Getting paid just for showing up sounds like a sweet deal. But does it beat getting paid well after your days of showing up are over?
According to a report in the New York Times, arranging for healthy pay checks even after you’ve quit working, is the newest rage in executive compensation. Usually called a salary continuation agreement, it’s really another form of severance or retirement benefits.
Former General Electric Co. chairman Jack Welch was the last high-profile business chief to face the glare of the public for his retirement perks, which seemed questionably lavish to some critics. The latest corporate boss to cash in upon leaving: Treasury secretary nominee John W. Snow, who stands to receive pension benefits worth 44 years of service to CSX Corp., though he’s only worked there 25, reports the Times. Moreover, says the paper, Snow’s benefits will be based not just on his salary, or even his salary and bonus, but also the value of 250,000 shares of stock the CSX board gave him.

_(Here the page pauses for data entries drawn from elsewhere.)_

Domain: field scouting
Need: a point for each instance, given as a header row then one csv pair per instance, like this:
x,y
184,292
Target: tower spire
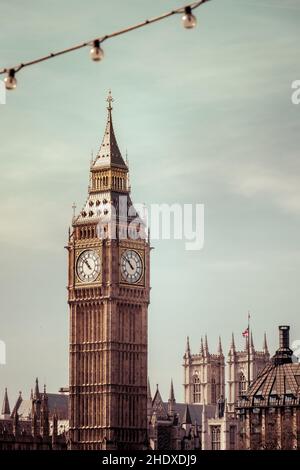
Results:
x,y
220,350
201,347
265,344
172,395
232,346
206,351
36,390
251,342
109,99
188,349
109,153
171,401
5,407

Snow gave up his claim to about $15 million in severance benefits from CSX. Still, through his pension upgrade, he’ll get $2.47 million a year from his old employer until he dies, according to company disclosures. If confirmed as Treasury secretary, his new gig will pay $161,200 annually.
It’s no news that top executives receive cushy benefits when they leave their companies—regardless of whether they retire or leave to “pursue other opportunities.” What’s new is that retirement benefits and severance packages are getting bigger. A recent survey 925 human-resources executives by career consultancy Lee Hecht Harrison reported that 47 percent of the survey participants said they changed their severance policies in the past three years. Interestingly, of these companies, 68 percent said severance rules became more generous.
What’s behind this trend towards platinum parachutes? Two trends: receiving credit for years not worked, and allowing virtually all compensation to count toward pension benefits, Judith Fischer, managing director of Executive Compensation Advisory Services, told the Times. She calls such deals “the eternal wealth syndrome.”
The Times also points out that as Treasury Secretary, Snow would be in the middle of pension policy-making as the subject heats up in Washington. First order of business: overseeing new pension rules announced by the Bush administration that, according to some experts, will strip benefits from older workers while benefiting younger workers and saving companies money.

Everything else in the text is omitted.